На пятнадцатый день пребывания в полуэкипаже нас повезли в баню. Вот
это была радость! В предбаннике нам предстояла спецобработка. Сначала
нас остригли наголо. Потом парикмахер брал безопасную бритву и брил
нам растительность под мышками и на лобке. У самой двери в желанную
мыльную стоял старшина и, макая малярную кисть в зловонную коричневую
жидкость, обрабатывал нам бритые места. Потом выдавал по полкуска
хозяйственного мыла, и мы, наконец, оказывались в раю. Правда, с таким
же успехом можно назвать нашу баню и адом. Из парного марева раздавался
невообразимый шум. От радости ребята орали, шлепали тазами друг друга
по задам и бритым затылкам, дико хохотали. У кранов шла возня, висел
радостный отборный мат. Так как тазов на всех не хватало, таскали
их у тех, кто уже намылил голову и, закрыв глаза, блаженствовал над
своей шайкой. Обнаружив пропажу, намыленный в удивлении озирался вокруг.
В глаза попадало мыло, и он с руганью несся к крану, расталкивая очередь.
Тем же способом добыл тазик и я. Первое, что хотелось сделать, - отмыть
зловонную липкую жидкость. Без мочалки это было не легко. Вода была
жесткая, мыло не мылилось. Приходилось оттирать свое тело ладонями,
накатывая и смывая серые катышки. Постепенно размокшее мыло начинало
пениться, и можно было намылиться. При этом надо было зорко следить
за тазом. Душа в бане не было. Те, кому не повезло с шайкой, лезли
мыться в чужую воду. Дело доходило до драк. На баню нам дали час,
и нужно было использовать его как следует. Так или иначе, мы смыли
с себя месячную грязь.
Из мыльной нас выпускали в другую дверь. Здесь на скамейках аккуратно
была разложена флотская экипировка. Сверху лежала тельняшка, под скамейкой
стояли грубые рабочие ботинки.
Старшина расставлял нас у белья по росту, но одеваться пока не давал.

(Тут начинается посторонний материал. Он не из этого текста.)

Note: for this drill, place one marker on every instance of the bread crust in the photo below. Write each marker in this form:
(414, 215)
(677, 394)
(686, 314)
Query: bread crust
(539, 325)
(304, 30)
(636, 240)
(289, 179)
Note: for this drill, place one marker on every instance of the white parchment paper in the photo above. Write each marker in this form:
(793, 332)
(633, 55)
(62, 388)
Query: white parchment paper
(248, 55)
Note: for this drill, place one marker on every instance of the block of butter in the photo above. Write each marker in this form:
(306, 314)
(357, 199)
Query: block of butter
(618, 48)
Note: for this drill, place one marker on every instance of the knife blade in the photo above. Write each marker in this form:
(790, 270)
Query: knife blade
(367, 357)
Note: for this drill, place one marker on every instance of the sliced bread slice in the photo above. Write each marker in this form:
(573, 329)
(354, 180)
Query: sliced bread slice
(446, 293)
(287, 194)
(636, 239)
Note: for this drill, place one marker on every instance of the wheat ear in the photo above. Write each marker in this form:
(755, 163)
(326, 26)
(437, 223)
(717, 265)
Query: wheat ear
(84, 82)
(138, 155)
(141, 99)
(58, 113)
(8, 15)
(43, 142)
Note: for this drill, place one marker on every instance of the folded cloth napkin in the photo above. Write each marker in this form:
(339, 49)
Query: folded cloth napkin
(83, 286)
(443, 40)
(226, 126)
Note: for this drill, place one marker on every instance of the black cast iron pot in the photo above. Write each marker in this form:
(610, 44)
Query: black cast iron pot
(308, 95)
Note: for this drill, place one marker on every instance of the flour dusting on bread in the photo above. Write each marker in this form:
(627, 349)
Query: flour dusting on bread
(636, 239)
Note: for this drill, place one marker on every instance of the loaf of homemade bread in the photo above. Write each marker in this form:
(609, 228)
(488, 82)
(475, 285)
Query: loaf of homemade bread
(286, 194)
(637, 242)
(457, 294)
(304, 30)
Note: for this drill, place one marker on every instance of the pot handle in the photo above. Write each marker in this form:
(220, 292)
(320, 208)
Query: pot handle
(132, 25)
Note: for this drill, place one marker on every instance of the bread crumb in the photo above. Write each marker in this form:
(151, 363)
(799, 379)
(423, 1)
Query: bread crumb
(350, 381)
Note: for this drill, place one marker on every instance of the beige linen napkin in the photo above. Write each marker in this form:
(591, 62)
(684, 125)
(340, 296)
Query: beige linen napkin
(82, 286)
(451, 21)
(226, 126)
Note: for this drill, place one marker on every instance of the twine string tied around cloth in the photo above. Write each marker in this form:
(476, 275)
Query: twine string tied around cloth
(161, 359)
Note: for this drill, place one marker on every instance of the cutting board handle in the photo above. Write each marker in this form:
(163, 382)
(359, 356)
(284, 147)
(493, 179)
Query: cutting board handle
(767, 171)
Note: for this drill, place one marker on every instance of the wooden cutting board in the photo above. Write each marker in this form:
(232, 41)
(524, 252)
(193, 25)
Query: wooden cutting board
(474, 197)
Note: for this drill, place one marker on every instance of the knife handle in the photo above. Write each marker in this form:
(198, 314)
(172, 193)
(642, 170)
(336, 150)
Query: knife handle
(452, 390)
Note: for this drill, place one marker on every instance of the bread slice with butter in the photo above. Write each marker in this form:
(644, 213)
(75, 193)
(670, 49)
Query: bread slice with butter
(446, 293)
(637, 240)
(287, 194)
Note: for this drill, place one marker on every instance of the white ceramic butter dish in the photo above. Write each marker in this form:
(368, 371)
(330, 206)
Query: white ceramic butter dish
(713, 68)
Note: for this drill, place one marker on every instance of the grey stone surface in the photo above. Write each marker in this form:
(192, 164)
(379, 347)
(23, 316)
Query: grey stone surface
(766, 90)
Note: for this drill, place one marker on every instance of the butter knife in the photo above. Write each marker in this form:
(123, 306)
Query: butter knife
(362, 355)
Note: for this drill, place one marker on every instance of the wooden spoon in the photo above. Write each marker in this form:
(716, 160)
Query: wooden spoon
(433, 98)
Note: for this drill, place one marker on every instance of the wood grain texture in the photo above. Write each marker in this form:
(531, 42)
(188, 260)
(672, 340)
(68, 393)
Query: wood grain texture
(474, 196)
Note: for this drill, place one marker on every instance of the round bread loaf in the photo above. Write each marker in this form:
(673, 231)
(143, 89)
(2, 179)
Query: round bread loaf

Наконец все стояли у своей стойки.
- Слушай меня! - зычно рявкнул старшина, - Тельняшка одна! Подняли
над головой. У всех есть? Одевай. Тельник второй! У всех есть? Отложи
в сторону. Трусы одни - одевай!
Он перечислил весь аттестат. Вскоре мы были одеты. Синие робы с неумело
пристегнутым флотским воротником топорщились на нас, как на вешалках.
Одним ботинки были велики, другим - малы.
- В бане ничего не менять. По ходу разберетесь, - заключил старшина.
На самом низу лежала бескозырка без ленточек и вещмешок. Второй комплект
белья, суконку и парадные брюки мы сложили в мешок.
Своих котомок и старой казармы мы больше не увидели. После бани нас
поселили в другую роту. Тут были те же огромные залы, но в них стояли
"самолеты" - двухэтажные койки с матрасами. Белья и подушек,
правда, не было. Кто-то заикнулся о наших вещах.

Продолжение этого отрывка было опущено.